FATHER FENECH: Sometimes
Christians themselves need to be Christianized
and to be trained in Christian values. However we believe that Christian
values are really human values. When we show dedication and gratuity in
service, care and love and appreciation of persons, conscientiousness and rectitude in
work, attention to the needs of the poor and so on, people are very sensitive to it,
irrespective of their religious affiliation. A practical testimony to this is
the number of times that people come to offer voluntary service because we received
freely. Other testimonies can be found in the way older patrons are
attached to the place, feel more free to be themselves with us, and feel it is
home for them, or when our youths speak and act with greater respect, using much less
crude language than their peers. Our people are not all saints, but mostly
you can tell the difference.
CATHOLICVIEW: Are you ever fearful that the other religious affiliations will be unhappy
with your presence involving their members?
FATHER FENECH: This
may happen sometimes, but ultimately, its the response that will tell us whether to
continue or not, and the response is generally positive.
People are after all free to go where they like.
Moreover, our Center does not propose an alternative way of worship, which would be
the case if we were a church.
Center is not a church, and the services and activities that we propose to everyone are
non-religious. In this environment there is absolutely no problem between
Christians and Moslems. Of course, the Moslems at the Center know quite well
who I am, and they all actually call me father and they are not embarrassed at
all. If I have to speak on Christian matters, then
almost certainly it will be to a Christian audience. As a policy, even in
teaching Catholic Doctrine, I will still point out any differences that might exist
between the churches, as a matter of respect and sincerity. However you must
not think that Christians in Egypt live in the Catacombs! I have many times
been surprised with the ease with which Christians can speak freely about Christian
religious matters even in front of non-Christians. Without trying to deny that
there may be certain difficulties, yet in everyday life, the good Egyptian people are
generally much more tolerant than what we may be led to believe.
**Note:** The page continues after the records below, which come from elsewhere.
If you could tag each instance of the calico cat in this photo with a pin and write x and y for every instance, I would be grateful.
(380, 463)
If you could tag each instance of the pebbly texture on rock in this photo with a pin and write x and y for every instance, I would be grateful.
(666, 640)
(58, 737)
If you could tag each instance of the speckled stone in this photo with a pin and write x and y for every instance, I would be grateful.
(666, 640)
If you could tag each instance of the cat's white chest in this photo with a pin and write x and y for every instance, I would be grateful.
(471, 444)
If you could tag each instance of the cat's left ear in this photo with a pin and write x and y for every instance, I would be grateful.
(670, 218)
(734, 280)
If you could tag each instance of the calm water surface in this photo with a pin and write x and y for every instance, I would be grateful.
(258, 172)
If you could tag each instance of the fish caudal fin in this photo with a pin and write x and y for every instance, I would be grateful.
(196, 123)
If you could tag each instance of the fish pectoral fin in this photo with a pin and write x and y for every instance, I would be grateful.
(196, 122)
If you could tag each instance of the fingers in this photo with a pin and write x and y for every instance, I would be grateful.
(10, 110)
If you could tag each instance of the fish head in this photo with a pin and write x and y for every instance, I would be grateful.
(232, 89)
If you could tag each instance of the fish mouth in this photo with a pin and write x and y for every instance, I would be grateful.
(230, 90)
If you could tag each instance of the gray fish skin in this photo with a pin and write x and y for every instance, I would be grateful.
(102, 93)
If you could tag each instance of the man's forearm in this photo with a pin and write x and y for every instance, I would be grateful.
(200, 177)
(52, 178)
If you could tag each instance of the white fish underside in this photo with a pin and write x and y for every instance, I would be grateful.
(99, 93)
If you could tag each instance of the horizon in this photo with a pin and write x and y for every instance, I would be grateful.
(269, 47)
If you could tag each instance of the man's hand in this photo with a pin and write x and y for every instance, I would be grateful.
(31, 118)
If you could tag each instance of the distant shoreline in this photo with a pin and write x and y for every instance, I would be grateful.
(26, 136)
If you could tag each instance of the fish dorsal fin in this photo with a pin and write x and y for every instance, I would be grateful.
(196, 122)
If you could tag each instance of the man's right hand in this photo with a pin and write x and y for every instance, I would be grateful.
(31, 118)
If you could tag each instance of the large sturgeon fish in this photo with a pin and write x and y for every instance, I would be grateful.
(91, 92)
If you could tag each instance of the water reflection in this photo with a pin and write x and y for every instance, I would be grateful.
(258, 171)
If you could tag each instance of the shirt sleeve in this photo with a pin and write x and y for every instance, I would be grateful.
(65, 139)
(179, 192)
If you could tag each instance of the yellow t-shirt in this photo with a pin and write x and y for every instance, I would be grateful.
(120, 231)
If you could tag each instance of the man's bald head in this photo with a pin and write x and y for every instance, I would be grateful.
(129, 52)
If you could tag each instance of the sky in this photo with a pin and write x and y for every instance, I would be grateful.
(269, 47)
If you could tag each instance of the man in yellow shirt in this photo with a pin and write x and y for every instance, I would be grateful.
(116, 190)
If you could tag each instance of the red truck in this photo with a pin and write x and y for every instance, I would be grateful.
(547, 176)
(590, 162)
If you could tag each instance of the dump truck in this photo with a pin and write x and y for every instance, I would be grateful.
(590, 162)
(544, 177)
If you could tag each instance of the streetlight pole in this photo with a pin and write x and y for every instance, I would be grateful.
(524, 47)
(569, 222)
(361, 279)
one has to be impressed with all you do in showing God's love without causing religious
problems for other churches. How do you manage such a miracle?
FATHER FENECH: God
does all the miracles. Of course we try to be as respectful of others as
possible. The other denominations know very well who we are and what we say though
officially they have to further their own cause.
Anthony Fenech, I know God is well pleased with the Christian attitude you have presented
to the people of Egypt. You have exhibited, by your actions, the face of Christ.
To be able to show God's love to people in all walks of life is an example all of
us should emulate. What you are offering at the Center constitutes a 24 hour day of
showing the grace and love of God to people who would be bereft without the help and
understanding you offer so freely. Thank you very much for this special insight into
your life as a Jesuit priest in Egypt.